Victor stood up abruptly.
“Disgusting,” he said finally. “Filthy. Crude. The thought of it makes me retch.”
“Are you talking about the cancer virus or the guerrilleros? ”
“I am talking,” he whispered, his voice strangled, “about the kind of woman who would kill a chicken with her bare hands.”
It occurred to me that morning that Charlotte Douglas was acquiring certain properties of taboo.
Which might have stood her in good stead.
Had Victor been in charge at the Estadio Nacional instead of waiting it out with El Presidente at Bariloche.
WHEN MARIN BOGART ASKED ME WITHOUT MUCH INTEREST what her mother had “done” in Boca Grande there was very little I could think to say.
Very little that Marin Bogart would have understood.
A lost child in a dirty room in Buffalo.
A child who claimed no interest in the past.
Or the future.
Or the present.
As far as I could see.
“She did some work in a clinic,” I said.
“Charity,” Marin Bogart said.
The indictment lay between us for a while.
“Cholera actually,” I said.
Marin Bogart shrugged.
Cholera was something Marin Bogart had been protected against, along with diphtheria, pertussis, tetanus, tuberculosis, poliomyelitis, and undue dental decay.
Cholera was one more word Marin Bogart did not understand.
“And after that she worked in a birth control clinic.”
“Classic,” Marin Bogart said. “Absolutely classic.”
“How exactly is it ‘classic.’ ”
“Birth control is the most flagrant example of how the ruling class practices genocide.”
“Maybe not the most flagrant,” I said.
A lost daughter in a dirty room in Buffalo with dishes in the sink and an M–3 on the bed.
A daughter who never had much use for words but had finally learned to string them together so that they sounded almost like sentences.
A daughter who chose to believe that her mother had died on the wrong side of a “people’s revolution.”
“There was no ‘right side,’ ” I said. “There was no issue.
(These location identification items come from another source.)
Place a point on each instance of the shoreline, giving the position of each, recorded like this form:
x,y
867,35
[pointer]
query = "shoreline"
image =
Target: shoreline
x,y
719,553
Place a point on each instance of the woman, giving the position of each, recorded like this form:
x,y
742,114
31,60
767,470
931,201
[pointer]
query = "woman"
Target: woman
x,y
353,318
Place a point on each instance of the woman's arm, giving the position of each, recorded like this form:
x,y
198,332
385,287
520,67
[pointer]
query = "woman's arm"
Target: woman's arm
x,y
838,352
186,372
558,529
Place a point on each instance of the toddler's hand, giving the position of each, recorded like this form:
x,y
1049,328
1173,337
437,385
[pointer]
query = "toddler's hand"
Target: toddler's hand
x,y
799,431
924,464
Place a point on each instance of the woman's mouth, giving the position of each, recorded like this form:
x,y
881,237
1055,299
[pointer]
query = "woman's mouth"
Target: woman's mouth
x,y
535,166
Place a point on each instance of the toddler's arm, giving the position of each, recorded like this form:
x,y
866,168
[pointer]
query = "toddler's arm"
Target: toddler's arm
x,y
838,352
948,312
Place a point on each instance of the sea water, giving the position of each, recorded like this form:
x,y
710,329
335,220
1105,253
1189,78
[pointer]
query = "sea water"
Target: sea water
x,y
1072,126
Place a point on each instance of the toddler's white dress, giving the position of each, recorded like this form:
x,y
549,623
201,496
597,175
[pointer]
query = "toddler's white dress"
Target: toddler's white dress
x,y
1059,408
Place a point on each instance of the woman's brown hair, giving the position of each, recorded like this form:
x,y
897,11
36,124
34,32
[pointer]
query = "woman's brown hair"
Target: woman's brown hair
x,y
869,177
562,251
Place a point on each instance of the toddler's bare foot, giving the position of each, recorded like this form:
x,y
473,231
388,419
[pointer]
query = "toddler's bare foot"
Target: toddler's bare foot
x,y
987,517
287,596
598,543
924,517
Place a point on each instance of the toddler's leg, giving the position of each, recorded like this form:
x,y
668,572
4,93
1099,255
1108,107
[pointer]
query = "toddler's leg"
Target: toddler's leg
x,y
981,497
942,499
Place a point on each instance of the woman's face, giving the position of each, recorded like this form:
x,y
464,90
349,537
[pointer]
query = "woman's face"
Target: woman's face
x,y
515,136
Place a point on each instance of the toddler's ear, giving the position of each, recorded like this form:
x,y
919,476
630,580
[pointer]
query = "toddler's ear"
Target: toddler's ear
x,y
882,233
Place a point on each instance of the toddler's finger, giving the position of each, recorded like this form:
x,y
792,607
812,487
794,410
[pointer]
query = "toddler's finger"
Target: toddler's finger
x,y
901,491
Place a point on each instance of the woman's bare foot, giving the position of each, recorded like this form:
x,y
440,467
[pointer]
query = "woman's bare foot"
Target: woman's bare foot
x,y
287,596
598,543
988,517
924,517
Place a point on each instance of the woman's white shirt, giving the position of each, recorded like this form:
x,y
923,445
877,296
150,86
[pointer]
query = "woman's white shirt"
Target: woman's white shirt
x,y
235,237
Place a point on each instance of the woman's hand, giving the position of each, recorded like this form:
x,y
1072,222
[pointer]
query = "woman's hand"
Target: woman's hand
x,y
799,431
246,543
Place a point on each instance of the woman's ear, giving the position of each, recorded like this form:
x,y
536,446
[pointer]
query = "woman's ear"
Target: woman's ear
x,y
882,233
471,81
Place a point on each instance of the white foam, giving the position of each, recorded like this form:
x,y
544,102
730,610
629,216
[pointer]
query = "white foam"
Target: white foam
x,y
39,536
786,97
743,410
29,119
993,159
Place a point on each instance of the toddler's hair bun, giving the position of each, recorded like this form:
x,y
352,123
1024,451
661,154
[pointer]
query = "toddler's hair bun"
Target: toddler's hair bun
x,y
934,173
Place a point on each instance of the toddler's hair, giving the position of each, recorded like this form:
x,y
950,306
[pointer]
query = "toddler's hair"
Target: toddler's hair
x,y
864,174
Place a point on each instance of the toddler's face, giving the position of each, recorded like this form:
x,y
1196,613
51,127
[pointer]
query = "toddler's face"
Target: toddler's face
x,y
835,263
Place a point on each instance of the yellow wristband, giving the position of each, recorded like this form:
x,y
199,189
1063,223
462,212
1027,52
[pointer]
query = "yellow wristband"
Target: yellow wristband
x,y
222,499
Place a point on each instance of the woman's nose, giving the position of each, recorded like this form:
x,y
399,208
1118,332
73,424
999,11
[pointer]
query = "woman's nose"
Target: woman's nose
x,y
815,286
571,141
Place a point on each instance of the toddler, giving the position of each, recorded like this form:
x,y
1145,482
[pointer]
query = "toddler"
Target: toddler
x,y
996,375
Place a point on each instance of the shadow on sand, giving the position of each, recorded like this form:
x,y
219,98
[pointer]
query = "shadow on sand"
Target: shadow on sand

There were only—”
“That is a typically—”
“ There were only personalities. ”
“ —A typically bourgeois view of the revolutionary process. ”
She had Charlotte’s eyes.
Maybe there is no motive role in this narrative.
Maybe it is just something that happened.
Then why is it in my mind when nothing else is.
WHAT HAD CHARLOTTE DOUGLAS “DONE” IN BOCA GRANDE.
I have no idea whether Marin Bogart was asking me that day what her mother had “done” with her life in Boca Grande or what her mother had “done” to get killed in Boca Grande.
In either case the answer is obscure.
The question of Charlotte Douglas has never been “settled” for me.
Never “decided.”
I know how to make models of life itself, DNA, RNA, helices double and single and squared, but I try to make a model of Charlotte Douglas’s “character” and I see only a shimmer.